There is no single, perfect economic forecasting model—one method to always reach for when forecasting GDP or modeling a company’s earnings. A forecasting model that outperforms others in good times might prove wildly inaccurate during a financial crisis or sudden pandemic. Plus new rules, changing rates, and stimulus packages can all change economic conditions.
But when do you use one model rather than another? It’s difficult to pinpoint and test for the inflection points that indicate when it makes sense to switch. University of Heidelberg postdoctoral scholar Stefan Richter and Chicago Booth’s Ekaterina Smetanina put forward a framework for analyzing how forecasting models perform as conditions change.
“Current methodology doesn’t allow for that,” says Smetanina. “The testing that is done assumes there is one model that always wins. But for this to be true, there would basically have to be no changes. Our tests allow for the possibility that the best models will change over time.”
Consider two race cars, each representing a forecasting model, that are set loose on a track with minimal room to accelerate before they begin to encounter obstacles in their lanes. Depending on how much room they have to get to speed and what obstacles they encounter, one car might seem faster than another at any given point. But how to determine which car is fastest overall?
A researcher can’t rely on their typical method, which is to use most of the historical data available to build the parameters for the model and then to use a smaller, more recent set of data to verify it.
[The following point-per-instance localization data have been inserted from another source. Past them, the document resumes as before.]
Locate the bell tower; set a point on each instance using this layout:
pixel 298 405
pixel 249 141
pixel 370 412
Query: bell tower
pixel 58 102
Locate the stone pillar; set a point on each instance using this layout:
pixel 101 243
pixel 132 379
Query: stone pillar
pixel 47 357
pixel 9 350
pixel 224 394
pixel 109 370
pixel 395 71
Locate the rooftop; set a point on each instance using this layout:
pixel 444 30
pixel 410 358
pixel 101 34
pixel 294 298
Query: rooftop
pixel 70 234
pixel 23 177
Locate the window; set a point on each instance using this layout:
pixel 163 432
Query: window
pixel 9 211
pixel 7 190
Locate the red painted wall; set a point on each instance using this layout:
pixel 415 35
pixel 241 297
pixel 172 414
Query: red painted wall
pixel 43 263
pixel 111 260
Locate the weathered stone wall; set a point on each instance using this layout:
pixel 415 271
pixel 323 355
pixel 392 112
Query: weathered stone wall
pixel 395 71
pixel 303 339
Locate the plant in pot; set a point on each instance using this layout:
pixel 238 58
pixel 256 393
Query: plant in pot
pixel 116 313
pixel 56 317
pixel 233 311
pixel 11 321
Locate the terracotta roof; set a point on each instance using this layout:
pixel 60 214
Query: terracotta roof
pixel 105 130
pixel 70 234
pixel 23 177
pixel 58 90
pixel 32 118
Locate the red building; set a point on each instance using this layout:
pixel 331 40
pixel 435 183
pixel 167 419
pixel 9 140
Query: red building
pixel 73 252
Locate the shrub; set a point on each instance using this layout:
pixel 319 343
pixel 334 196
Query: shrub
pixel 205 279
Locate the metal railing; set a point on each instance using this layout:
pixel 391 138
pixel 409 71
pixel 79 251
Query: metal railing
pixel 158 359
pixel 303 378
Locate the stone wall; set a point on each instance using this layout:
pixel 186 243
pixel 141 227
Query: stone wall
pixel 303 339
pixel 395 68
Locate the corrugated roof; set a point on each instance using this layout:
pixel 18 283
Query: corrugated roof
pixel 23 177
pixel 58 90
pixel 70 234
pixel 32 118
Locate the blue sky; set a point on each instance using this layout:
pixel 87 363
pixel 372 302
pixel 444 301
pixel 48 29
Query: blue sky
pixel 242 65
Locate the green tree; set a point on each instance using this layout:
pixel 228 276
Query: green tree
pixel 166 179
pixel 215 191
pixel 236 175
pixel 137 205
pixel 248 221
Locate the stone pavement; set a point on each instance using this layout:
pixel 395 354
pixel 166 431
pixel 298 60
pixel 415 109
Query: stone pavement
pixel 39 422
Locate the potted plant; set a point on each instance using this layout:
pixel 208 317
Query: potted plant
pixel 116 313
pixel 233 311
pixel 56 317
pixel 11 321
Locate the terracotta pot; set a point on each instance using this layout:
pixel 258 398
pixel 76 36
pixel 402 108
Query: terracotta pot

Where researchers choose to draw the line between the set used for making estimates and the set used for evaluation is known as “the splitting point.” Researchers try to pick a splitting point that leaves enough data in set one to build the model and enough in set two to evaluate it.
The process, says Smetanina, “is relatively ad hoc. There’s a lot of judgment and no methodology in the literature. But the choice is crucial.”
The proposed method avoids the splitting-point problem and instead examines each model’s performance against the other’s as a function of time—in effect, says Smetanina, comparing the performance of the two race cars over “all terrain.”
The result is a more robust model-selection process. Rather than rely on separate sets of historic data chopped into two epochs, Richter and Smetanina have developed a technique for estimating how well models perform under general conditions.
Ultimately, the researchers created two methods to compare forecasting performance—one that aggregates past performance to measure historical performance, and another that forecasts which model is most likely to outperform in the future. In an environment where things are changing, it can help to have these two perspectives, Smetanina explains. A model that has performed well in the past won’t necessarily continue doing so, and conversely, a model that hasn’t worked well before could do well in the future.